Forests can be terrifying places. They make me think of the grave. It’s the way they seal you off from the outside world. They muffle and distort sound, imposing their own dull silence, broken in this case only by drips of water and the almost nautical creak of straining branches. People talk about getting lost in forests, I feel lost the minute I enter one.

I knew it was important to try and be organised, I had brought a pack of brightly coloured ribbon that I’d found in Alexandra’s apartment and I used short lengths of it, tied onto low branches to mark out my way as I zigzagged through the trees. It was hardly Ariadne’s thread, offering a safe return path through the labyrinth, but it did at least mean that I was unlikely to double back on myself without noticing. There were enough paths that I could never truly be lost, but I could walk right past Robie without noticing him unless I made a concerted effort to quarter the forest, covering it as methodically as I could.

I’d been walking for about an hour when I began to hear voices ahead of me. As I drew closer I heard the crackle of a fire, the smell of wood smoke cutting through the clean, chill air.

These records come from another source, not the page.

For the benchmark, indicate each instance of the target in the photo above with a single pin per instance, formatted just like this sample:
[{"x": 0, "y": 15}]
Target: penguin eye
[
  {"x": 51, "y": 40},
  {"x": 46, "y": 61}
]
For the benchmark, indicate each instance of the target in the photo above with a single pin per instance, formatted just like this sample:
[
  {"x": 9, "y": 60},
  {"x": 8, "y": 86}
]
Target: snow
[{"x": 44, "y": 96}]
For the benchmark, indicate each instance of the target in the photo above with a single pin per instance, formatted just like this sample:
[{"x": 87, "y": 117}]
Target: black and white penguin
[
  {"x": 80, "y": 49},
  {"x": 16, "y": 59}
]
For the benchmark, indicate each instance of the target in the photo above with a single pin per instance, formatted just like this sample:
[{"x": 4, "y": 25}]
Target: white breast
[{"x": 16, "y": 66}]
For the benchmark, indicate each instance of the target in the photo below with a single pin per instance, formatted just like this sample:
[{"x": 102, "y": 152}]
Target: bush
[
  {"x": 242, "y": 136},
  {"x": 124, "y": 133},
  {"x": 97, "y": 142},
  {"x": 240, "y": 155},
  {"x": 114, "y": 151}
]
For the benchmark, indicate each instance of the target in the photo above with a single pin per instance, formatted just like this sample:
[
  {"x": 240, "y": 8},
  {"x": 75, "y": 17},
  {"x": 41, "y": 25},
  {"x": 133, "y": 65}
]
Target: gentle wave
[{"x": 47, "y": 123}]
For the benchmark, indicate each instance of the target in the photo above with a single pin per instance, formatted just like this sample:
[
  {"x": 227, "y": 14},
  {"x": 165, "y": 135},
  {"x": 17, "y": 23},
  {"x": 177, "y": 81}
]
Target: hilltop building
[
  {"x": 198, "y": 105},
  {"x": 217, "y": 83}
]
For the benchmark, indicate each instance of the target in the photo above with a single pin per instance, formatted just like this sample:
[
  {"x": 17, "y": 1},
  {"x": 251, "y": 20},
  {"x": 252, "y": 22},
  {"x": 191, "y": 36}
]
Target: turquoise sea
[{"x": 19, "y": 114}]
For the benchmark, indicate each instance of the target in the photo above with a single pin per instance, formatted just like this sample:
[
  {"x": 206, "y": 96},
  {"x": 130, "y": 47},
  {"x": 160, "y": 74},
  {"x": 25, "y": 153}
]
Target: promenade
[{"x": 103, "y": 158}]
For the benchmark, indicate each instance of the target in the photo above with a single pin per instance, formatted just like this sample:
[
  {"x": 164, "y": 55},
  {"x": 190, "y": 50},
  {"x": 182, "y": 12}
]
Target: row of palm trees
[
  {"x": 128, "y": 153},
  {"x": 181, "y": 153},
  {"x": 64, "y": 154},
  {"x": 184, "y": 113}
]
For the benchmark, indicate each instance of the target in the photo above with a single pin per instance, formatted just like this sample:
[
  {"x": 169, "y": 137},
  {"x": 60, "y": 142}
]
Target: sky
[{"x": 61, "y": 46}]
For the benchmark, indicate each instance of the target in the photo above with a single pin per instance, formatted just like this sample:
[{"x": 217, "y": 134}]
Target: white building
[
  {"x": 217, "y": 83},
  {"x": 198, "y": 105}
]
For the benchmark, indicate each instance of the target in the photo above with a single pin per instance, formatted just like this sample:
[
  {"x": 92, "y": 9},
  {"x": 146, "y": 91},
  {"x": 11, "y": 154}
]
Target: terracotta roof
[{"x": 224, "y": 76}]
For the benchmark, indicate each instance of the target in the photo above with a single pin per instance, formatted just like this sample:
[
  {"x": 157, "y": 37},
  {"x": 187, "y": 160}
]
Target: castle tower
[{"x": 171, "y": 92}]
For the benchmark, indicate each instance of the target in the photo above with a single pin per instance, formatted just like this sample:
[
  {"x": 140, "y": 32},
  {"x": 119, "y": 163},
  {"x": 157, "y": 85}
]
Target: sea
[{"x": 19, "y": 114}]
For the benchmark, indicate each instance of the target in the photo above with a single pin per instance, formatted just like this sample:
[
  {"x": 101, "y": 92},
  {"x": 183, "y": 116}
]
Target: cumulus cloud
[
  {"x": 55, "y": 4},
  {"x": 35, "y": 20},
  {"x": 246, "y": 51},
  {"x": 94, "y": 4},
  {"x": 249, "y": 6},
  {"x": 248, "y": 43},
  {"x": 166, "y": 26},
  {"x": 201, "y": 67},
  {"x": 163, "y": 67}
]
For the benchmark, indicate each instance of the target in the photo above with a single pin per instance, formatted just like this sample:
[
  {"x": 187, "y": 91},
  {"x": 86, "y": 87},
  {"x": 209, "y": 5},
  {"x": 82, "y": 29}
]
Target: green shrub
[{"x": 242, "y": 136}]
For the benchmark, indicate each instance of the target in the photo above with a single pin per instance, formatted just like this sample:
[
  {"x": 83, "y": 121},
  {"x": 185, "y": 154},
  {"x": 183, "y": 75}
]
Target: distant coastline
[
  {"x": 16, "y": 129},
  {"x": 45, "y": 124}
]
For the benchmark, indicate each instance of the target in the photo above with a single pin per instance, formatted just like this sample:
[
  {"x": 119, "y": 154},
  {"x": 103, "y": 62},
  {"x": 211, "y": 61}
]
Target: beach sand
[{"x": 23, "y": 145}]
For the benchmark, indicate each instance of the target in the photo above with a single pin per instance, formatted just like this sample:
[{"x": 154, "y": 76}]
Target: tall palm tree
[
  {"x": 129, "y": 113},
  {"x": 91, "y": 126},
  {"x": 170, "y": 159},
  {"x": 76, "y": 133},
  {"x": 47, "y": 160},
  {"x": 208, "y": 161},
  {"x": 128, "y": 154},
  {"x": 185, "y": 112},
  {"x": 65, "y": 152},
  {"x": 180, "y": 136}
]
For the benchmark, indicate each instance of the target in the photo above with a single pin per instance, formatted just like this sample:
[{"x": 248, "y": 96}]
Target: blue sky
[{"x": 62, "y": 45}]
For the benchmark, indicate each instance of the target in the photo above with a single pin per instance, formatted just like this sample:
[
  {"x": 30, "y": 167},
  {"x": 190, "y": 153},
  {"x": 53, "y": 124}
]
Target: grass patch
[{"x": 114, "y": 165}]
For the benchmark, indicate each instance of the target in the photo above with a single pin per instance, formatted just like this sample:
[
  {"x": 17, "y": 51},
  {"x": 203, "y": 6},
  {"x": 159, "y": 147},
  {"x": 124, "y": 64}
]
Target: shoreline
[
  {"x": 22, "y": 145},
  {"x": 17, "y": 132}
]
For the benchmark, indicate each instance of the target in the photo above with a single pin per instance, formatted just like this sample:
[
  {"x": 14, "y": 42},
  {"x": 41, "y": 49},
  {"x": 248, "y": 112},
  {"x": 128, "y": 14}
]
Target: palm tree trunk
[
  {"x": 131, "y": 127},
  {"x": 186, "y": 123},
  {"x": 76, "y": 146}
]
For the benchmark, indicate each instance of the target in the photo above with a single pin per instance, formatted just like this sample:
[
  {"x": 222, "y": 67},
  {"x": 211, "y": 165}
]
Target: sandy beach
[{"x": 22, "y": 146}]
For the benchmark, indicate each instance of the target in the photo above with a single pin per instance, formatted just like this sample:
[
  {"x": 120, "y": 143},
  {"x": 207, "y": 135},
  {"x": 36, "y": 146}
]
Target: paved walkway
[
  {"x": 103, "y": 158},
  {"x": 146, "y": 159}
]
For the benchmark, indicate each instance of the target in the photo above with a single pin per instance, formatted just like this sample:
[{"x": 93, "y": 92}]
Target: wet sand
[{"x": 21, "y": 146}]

It was a little group of homeless men and women. Five in all. They had constructed makeshift tents between the trees, lengths of sheeting strung up between the trunks. In the centre of their camp a small fire smouldered. On seeing me, one of them, no more than eighteen, jumped to his feet in surprise. I couldn’t tell whether he meant to run or attack. Either way, I held up my hands and hastily explained I meant no harm.